Comedian Louis CK once said, “Offending people is a necessary and healthy act. Every time you say something that’s offensive to another person, you just caused a discussion. You just forced them to have to think.”
Thinking and having discussions seem like activities perfectly suited to college. That’s probably why there has been heated response to Jennifer Medina’s May 18 article in The New York Times entitled “Warning: The Literary Canon Could Make Students Squirm.” Medina reported on the rising trend of student organizations and governments at colleges across the country calling for mandatory “trigger warnings” on course syllabi, which would warn students that they may be exposed to upsetting material in everything from textbooks to classic literature.
The concept of trigger warnings started out on the Internet, where it is mostly harmless if bloggers want to cater to what Los Angeles Times columnist Jonah Goldberg brilliantly calls “boutique anxieties.” But the fact that we are actually discussing the slapping of warning labels on material in college is horrifying to me.
This idea has been formally proposed at the University of California Santa Barbara, where there is a large veteran population. In some contexts, it makes sense to warn students who have genuine Post-Tramautic Stress Disorder because of wartime experiences or severe physical or sexual assault history that they may be exposed to upsetting things in class. But how many students does that actually apply to? And how many of them are signing up for classes where specifically offending material is presented?
This is a call for actions that seriously pave the road to censorship and would only benefit a small number of students who could be approached on an individual basis.
And let’s face it, most trigger warnings are not about the seriously traumatized among us. They’re about people who get big attention boners from pretending the world is victimizing them or people who want their fragile life-view affirmed by an institute of higher education. Do you think I’m being harsh? Check out the draft guide for trigger warnings from Ohio’s Oberlin College, which includes things like heterosexism, colonialism and “issues of privilege and oppression.” The guide instructs college professors to “realize that all forms of violence are traumatic, and that your students have lives before and outside your classroom, experiences you may not expect or understand.”

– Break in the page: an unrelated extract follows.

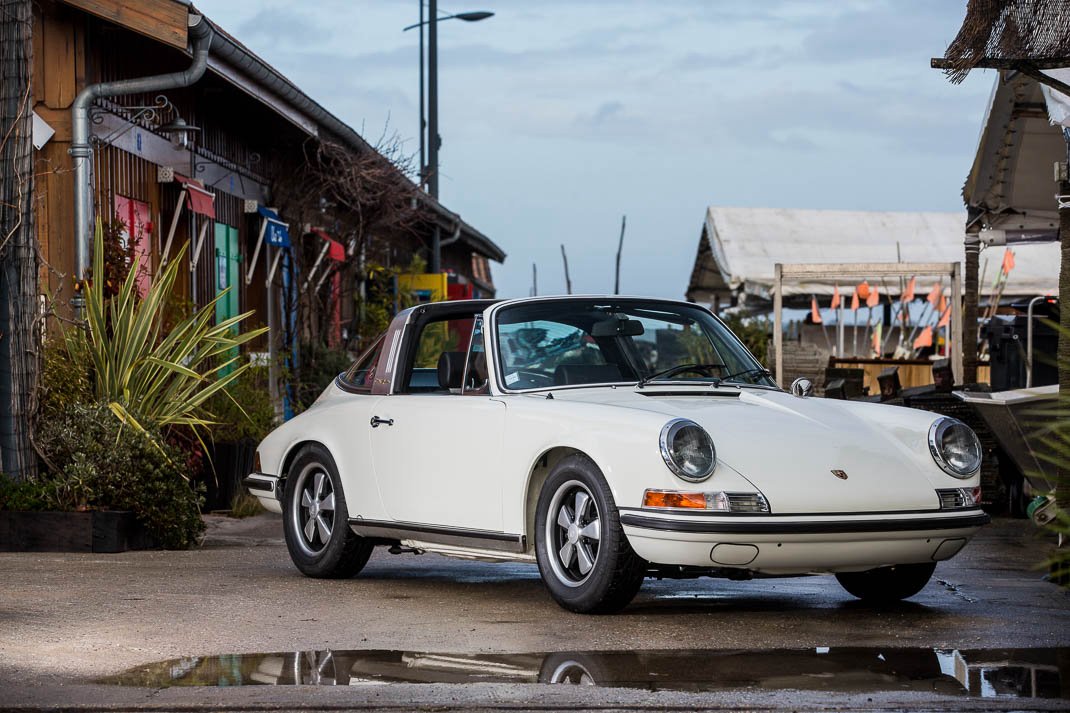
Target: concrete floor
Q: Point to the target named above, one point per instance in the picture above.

Well aren’t you guys just special, delicate snowflakes. Your professors might have Ph.D.s but they could never be enlightened enough to understand your suffering.

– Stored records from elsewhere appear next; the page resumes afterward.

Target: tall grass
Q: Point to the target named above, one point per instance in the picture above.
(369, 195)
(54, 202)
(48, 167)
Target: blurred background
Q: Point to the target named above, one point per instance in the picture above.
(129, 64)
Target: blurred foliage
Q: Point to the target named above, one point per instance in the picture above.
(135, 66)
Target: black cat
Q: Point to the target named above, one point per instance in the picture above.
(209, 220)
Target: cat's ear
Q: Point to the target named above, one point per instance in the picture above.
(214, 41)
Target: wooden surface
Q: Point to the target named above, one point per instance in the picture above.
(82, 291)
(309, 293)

Of course, attacking Oberlin’s draft guide is like kicking a dead horse when it’s down because they have already rescinded it. As Goldberg puts it, they probably realized they were leaving teachers with absolutely nothing to talk about. Trigger warning: all of history.
In case you’re wondering, I am a lifelong liberal and feminist, and I wholeheartedly believe in equality. Unfortunately, liberalism seems to have been hijacked by this extreme, absurdist culture where there is no room for freedom of expression, open dialogue or the challenging of world views that most of these college students adopted as teenagers.
Many conservatives refer to college as a “liberal indoctrination factory.” Most of us have the inclination to roll our eyes and feel some kind of second-hand embarrassment for anyone who would say such a thing to cover up for their own lack of education or knowledge about the world. Then you hear about student groups that want to label The Merchant of Venice for anti-Semitism and The Great Gatsby for misogyny and you think, well … thanks for giving fuel to the right wing’s fire.
Luckily, I haven’t heard much discussion of actual trigger warnings at Portland State, but I have noticed a distinct lack of allowance for history. I have been in classes at PSU where literary works from decades past have been attacked for containing racial slurs by students who were upset at having to read them. I have been admonished for defending female characters who were offensive because they wore dresses and wanted to get married, like the majority of female characters in the past thousand years of the written word. I do worry that students don’t understand that a work can be valuable even if it reflects the archaic views of the past instead of fitting inside a perfectly politically correct 2014 box of things that don’t horrify you.
Spoiler alert: The world is still not perfect. If you are too offended by misogyny to be exposed to it in a classroom then I suggest never leaving the house. Same goes for most of the negative things that these fragile flowers can’t handle. Instead of protesting and challenging ideas and actions that upset us or facing our traumatic experiences head on, this generation wants everyone else to accommodate their space so they can pretend the bad things don’t exist.
As Danielle Henderson of The Stranger said, “It’s strange to go through life assuming every space is suitable for you, and if it isn’t then you can do something to change it so that it is. That’s just fundamentally untrue, and a new level of privilege I can’t even comprehend.”
I don’t get a big attention boner from telling you my traumatic experiences in life, but rest assured, I do have them. I have been in rooms where jokes made me uncomfortable because of things I’ve dealt with in the past. But do I want to change what people joke about? No. They have the freedom to say what they want, and I know jokes don’t reflect how someone really feels about a topic. I’ve been in classrooms where someone said something I considered really ignorant and harmful based on my own experience. Do I get upset and leave? No. That’s a perfect opportunity for a discussion in which different points of view can be shared.
I think one of the commenter’s on Goldberg’s column said it best when they quoted Denis Leary, another comedian, “Life sucks. Get a helmet.”